The extent to which an organization is subject to obligations under EU data protection law depends on whether or not they are a ‘data controller’. Generally speaking, a party that handles personal data on behalf of the data controller is known as a ‘data processor’ and is subject to far fewer obligations under the law.
Does it matter whether you are a controller or a processor?
If you access personal data, you do so as either a controller or a processor, and there are different requirements and obligations depending on which category you are in. A controller is the organization that determines the purposes and means of processing personal data. A controller also determines the specific personal data that is collected from a data subject for processing.
A processor is the organization that processes the data on behalf of the controller.
The GDPR has not changed the fundamental definitions of controller and processor, but it has expanded the responsibilities of each party.
Controllers will retain primary responsibility for data protection (including, for example, the obligation to report data breaches to data protection authorities); however, the GDPR does place some direct responsibilities on the processor, as well. Accordingly, it is important to understand whether you are acting as a controller or a processor, and to familiarize yourself with your responsibilities accordingly.

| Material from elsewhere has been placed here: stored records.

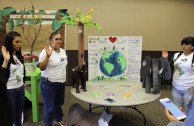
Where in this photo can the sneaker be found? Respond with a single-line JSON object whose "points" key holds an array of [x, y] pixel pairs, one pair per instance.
{"points": [[61, 123]]}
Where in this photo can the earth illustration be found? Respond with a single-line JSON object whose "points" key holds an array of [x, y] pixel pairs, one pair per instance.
{"points": [[113, 63]]}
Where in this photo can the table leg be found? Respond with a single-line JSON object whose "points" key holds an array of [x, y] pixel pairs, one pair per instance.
{"points": [[34, 92], [134, 107]]}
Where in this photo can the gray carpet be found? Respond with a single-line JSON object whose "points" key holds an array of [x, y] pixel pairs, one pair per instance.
{"points": [[153, 112]]}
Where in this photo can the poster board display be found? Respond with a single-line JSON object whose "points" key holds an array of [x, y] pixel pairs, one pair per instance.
{"points": [[114, 58]]}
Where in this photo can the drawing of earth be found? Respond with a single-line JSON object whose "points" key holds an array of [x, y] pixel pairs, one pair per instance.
{"points": [[112, 63]]}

In the context of the ManageMyVessel application, in the majority of circumstances, our customers are acting as the controller. Our customers, for example, decide what information from their contacts or subscribers is uploaded or transferred into their portal , who has access to that information and how it is used and reported.
ManageMyVessel is acting as a processor by hosting the information on our servers and allowing your users to access the information.

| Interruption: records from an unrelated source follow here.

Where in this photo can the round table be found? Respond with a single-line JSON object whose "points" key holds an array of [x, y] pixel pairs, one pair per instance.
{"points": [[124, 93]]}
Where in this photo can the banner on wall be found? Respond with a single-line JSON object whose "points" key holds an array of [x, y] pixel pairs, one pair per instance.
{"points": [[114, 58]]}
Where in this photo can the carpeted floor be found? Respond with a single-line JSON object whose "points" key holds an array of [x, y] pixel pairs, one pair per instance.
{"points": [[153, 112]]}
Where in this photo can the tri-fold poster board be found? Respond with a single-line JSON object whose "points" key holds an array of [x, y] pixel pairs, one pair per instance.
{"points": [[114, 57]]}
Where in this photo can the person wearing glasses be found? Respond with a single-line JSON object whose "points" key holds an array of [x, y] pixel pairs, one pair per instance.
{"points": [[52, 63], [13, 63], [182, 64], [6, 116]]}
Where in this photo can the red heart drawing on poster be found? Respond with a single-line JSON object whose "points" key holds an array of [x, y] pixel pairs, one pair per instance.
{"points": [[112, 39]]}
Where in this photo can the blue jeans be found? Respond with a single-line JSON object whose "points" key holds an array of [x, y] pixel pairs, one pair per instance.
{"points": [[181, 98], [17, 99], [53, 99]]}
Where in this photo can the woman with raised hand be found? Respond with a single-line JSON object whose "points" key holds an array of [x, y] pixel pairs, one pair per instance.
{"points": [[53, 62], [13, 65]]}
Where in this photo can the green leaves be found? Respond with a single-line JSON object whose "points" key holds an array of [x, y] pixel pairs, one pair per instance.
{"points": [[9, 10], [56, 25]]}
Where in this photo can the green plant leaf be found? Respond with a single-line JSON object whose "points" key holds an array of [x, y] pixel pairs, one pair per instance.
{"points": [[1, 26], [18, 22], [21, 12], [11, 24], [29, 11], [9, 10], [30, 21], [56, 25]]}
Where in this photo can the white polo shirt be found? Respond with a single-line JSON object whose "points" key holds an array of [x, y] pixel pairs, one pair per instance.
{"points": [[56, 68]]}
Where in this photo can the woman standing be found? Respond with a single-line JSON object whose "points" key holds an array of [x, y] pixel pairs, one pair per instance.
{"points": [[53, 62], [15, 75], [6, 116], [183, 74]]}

So, the organisations that determine the means of processing personal data are controllers, regardless of whether they directly collect the data from data subjects. For example, a bank (controller) collects the data of its clients when they open an account, but it is another organisation (processor) that stores, digitizes, and catalogs all the information produced on paper by the bank. These companies can be datacenters or document management companies. Both organisations (controller and processor) are responsible for handling the personal data of these customers.
What are the controllers’ responsibilities?
According to Article 5 from the EU GDPR, the controller shall be responsible for, and be able to demonstrate compliance with, the principles relating to processing of personal data. These are: lawfulness, fairness and transparency, data minimization, accuracy, storage limitation and integrity, and confidentiality of personal data.
According to Article 24 from the EU GDPR, “Taking into account the nature, scope, context and purposes of processing as well as the risks of varying likelihood and severity for the rights and freedoms of natural persons, the controller shall implement appropriate technical and organisational measures to ensure and to be able to demonstrate that processing is performed in accordance with this Regulation. Those measures shall be reviewed and updated where necessary.”
Examples of such measures may be to allocate responsibilities for data protection, a data protection impact assessment and a risk mitigation plan, implementation of pseudonymization (the processing of personal data in such a manner that the personal data can no longer be attributed to a specific data subject without the use of additional information), and data minimization in order to meet the requirements of this Regulation and protect the rights of data subjects.
If there are several organisations that share the responsibility for the processing of personal data, the EU GDPR includes the existence of joint controllers. They must determine their respective responsibilities by agreement and provide the content of this agreement to the data subjects, defining the means of communication with processors with a single point of contact.
What are the processors’ responsibilities?
According to Article 28 from the EU GDPR, “Where processing is to be carried out on behalf of a controller, the controller shall use only processors providing sufficient guarantees to implement appropriate technical and organisational measures in such a manner that processing will meet the requirements of this Regulation and ensure the protection of the rights of the data subject.”
This means that if any EU or non-EU company wants to stay in business, as controller or processor, it will have to implement the necessary controls to ensure that they comply with the EU GDPR, because the fines can be applied to both controllers and processors. According to Article 83, fines shall be imposed regarding “the degree of responsibility of the controller or processor taking into account technical and organisational measures implemented by them.”